Jika jumlah testing tak memadai, maka peta zonasi risiko tak gambarkan kondisi riil.

Warga menjalani tes usap atau swab test di GSI Lab (Genomik Solidaritas Indonesia Laboratorium), Cilandak, Jakarta, Senin (2/11/2020). Tanpa dukungan jumlah testing yang memadai, maka peta zonasi risiko tidak dapat menggambarkan situasi pandemi.
Foto: ANTARA/Rivan Awal Lingga
Warga menjalani tes usap atau swab test di GSI Lab (Genomik Solidaritas Indonesia Laboratorium), Cilandak, Jakarta, Senin (2/11/2020). Tanpa dukungan jumlah testing yang memadai, maka peta zonasi risiko tidak dapat menggambarkan situasi pandemi.

REPUBLIKA.CO.ID, BANJARMASIN -- Anggota Tim Pakar Universitas Lambung Mangkurat (ULM) untuk Percepatan Penanganan Covid-19 Hidayatullah Muttaqin mengatakan, peta zona risiko Covid-19 tak boleh sampai bias. Ia tak ingin peta tersebut malah tidak menggambarkan situasi pandemi mendekati kondisi riil.

Baca Juga

"Tanpa dukungan jumlah testing yang memadai, maka peta zonasi risiko tidak dapat menggambarkan situasi pandemi," ujar Muttaqin di Banjarmasin, Ahad (22/11).

Menurut Muttaqin, keberadaan peta yang menggambarkan kondisi dan situasi pandemi sangat penting bagi pusat dan daerah dalam rangka monitoring dan evaluasi. Peta zonasi juga penting karena mudah dipahami masyarakat umum dengan melihat warnanya. Hanya saja, persoalan utama dalam penggambaran kondisi pandemi di tiap-tiap daerah adalah lemahnya testing Covid-19.

Menurut standar Organisasi Kesehatan Dunia (WHO), ungkap Muttaqin, jumlah sampel tes PCR yang harus diambil adalah satu per seribu penduduk (1/1.000) setiap pekannya.

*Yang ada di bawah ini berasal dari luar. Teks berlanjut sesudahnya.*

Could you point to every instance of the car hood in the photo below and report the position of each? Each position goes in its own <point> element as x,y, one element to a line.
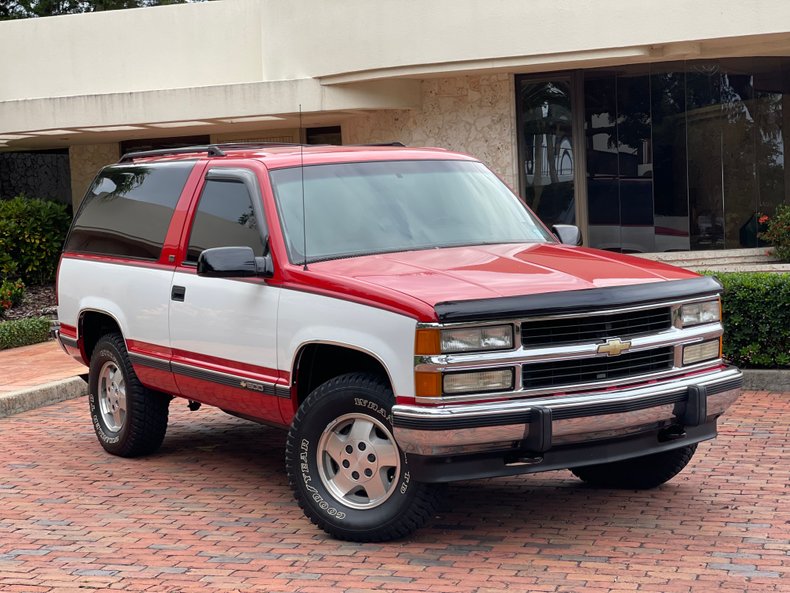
<point>489,271</point>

Sementara pada tingkat nasional pada pekan IV Oktober baru mencapai 63 persen dari standar WHO.

Pada pekan I dan II November jumlah tes sebanyak 67 persen dan 86 persen dari standar. Muttaqin menyebut, permasalahannya adalah jumlah tes PCR nasional tersebut tidak merata di setiap daerah.

Misalnya, pada pekan II November, dari 233 ribu orang yang dites sebanyak 74 ribu di antaranya adalah penduduk Jakarta. Bahkan, secara kumulatif dari hampir 3,5 juta orang yang sudah menjalani tes PCR sebanyak 43 persen disumbangkan oleh provinsi DKI Jakarta.

Banyak daerah di Indonesia mengalami penurunan angka testing sejak bulan Agustus hingga saat ini. Parahnya, penurunan tes PCR tersebut terjadi di tengah peningkatan kapasitas laboratorium.

"Ada indikasi penurunan tes PCR terkait momen pilkada. Akibatnya, tentu saja laju tambahan kasus baru di daerah tersebut cenderung menurun sehingga peta zonasi risiko dapat menjadi bias," katanya.

Muttaqin mengatakan, untuk penurunan kasus baru dan pengendalian pandemi, diperlukan peningkatan tes PCR terhadap penduduk hingga memenuhi syarat WHO dan dilakukan secara konsisten. Ia menyebut, memang pada tahap awal langkah ini berpotensi mendorong lonjakan kasus karena menyebabkan semakin banyaknya penduduk yang terdeteksi terinfeksi.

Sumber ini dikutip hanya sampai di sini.